How to Scan Documents and Store Them in IndexedDB

IndexedDB is a low-level API for client-side storage of significant amounts of structured data, including files/blobs. It can be used to save images like scanned documents on the client for persistant storage.

In this article, we are going to talk about how to use Dynamic Web TWAIN to scan documents and store them in IndexedDB.

You can check out the demo videos to see what it does.

  1. Scanning documents.

  2. Loading a previously scanned document from IndexedDB.

Build a Document Scanning Web App

Let’s first build a web app to scan documents.

New Project

Clone a webpack starter project as the template for starting a new project:

git clone https://github.com/wbkd/webpack-starter

Install Dependencies

  1. Install Dynamic Web TWAIN: npm install dwt.

    In addition, we need to copy the resources of Dynamic Web TWAIN to the public folder.

    1. Install ncp.

      npm install --save-dev ncp
      
    2. Modify package.json to copy the resources for the build and start commands.

       "scripts": {
         "lint": "npm run lint:styles; npm run lint:scripts",
         "lint:styles": "stylelint src",
         "lint:scripts": "eslint src",
      -  "build": "cross-env NODE_ENV=production webpack --config webpack/webpack.config.prod.js",
      -  "start": "webpack serve --config webpack/webpack.config.dev.js"
      +  "build": "ncp node_modules/dwt/dist public/dwt-resources && cross-env NODE_ENV=production webpack --config webpack/webpack.config.prod.js",
      +  "start": "ncp node_modules/dwt/dist public/dwt-resources && webpack serve --config webpack/webpack.config.dev.js"
       },
      
    3. Modify webpack.common.js to copy the files in the public folder to the output folder instead of the public folder inside the output folder.

       new CopyWebpackPlugin({
      -  patterns: [{ from: Path.resolve(__dirname, '../public'), to: 'public' }],
      +  patterns: [{ from: Path.resolve(__dirname, '../public'), to: '' }],
       }),
      
  2. Install localForage: npm install localforage. localForage is a library which makes it easy to use IndexedDB.

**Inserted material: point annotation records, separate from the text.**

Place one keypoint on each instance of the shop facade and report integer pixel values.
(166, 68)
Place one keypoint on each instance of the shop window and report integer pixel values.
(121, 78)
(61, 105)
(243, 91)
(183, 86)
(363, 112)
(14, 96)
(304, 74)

Use Dynamic Web TWAIN to Scan Documents

Here, we are going to use Dynamic Web TWAIN’s remote scan feature to scan documents. By default, Dynamic Web TWAIN needs to install a local service on desktop devices to manage scanning. But with remote scan, we only need to install the service on one device and then, we can use any device like PCs and mobile phones to scan documents. You can learn about its setup and usage by checking out the docs.

  1. Set the resources path:

    import Dynamsoft from 'dwt';
    Dynamsoft.DWT.ResourcesPath = "/dwt-resources";
    
  2. Specify the license. A one-day temporary license will be used if it is empty. You can apply for a license here.

    Dynamsoft.DWT.ProductKey = "Your license";
    
  3. Create a new remote scan object using a public proxy server.

    const serverurl = "https://demo.scannerproxy.com/";
    let DWRemoteScanObject;
    DWRemoteScanObject = await Dynamsoft.DWT.CreateRemoteScanObjectAsync(serverurl);
    
  4. List Dynamsoft Services found by the proxy service in a select.

    services = await DWRemoteScanObject.getDynamsoftService();
    if (services.length>0) {
      DWRemoteScanObject.setDefaultDynamsoftService(services[0]);
    }
    let servicesSelect = document.getElementById("services-select");
    servicesSelect.options.length = 0;
    for (let index = 0; index < services.length; index++) {
      const service = services[index];
      if (service.attrs.name.length > 0) {
        servicesSelect.options.add(new Option(service.attrs.name, index));
      } else {
        servicesSelect.options.add(new Option(service.attrs.UUID, index));
      }
    }
    
  5. List devices found by the selected service in a select.

    let selectedService = services[document.getElementById("services-select").selectedIndex];
    devices = await DWRemoteScanObject.getDevices({serviceInfo: selectedService});
    console.log(devices);
    let devicesSelect = document.getElementById("devices-select");
    devicesSelect.options.length = 0;
    for (let index = 0; index < devices.length; index++) {
      const device = devices[index];
      if (device.displayName.length > 0) {
        devicesSelect.options.add(new Option(device.displayName, index));
      } else {
        devicesSelect.options.add(new Option(device.name, index));
      }
    }
    
  6. Acquire a document image using the selected device.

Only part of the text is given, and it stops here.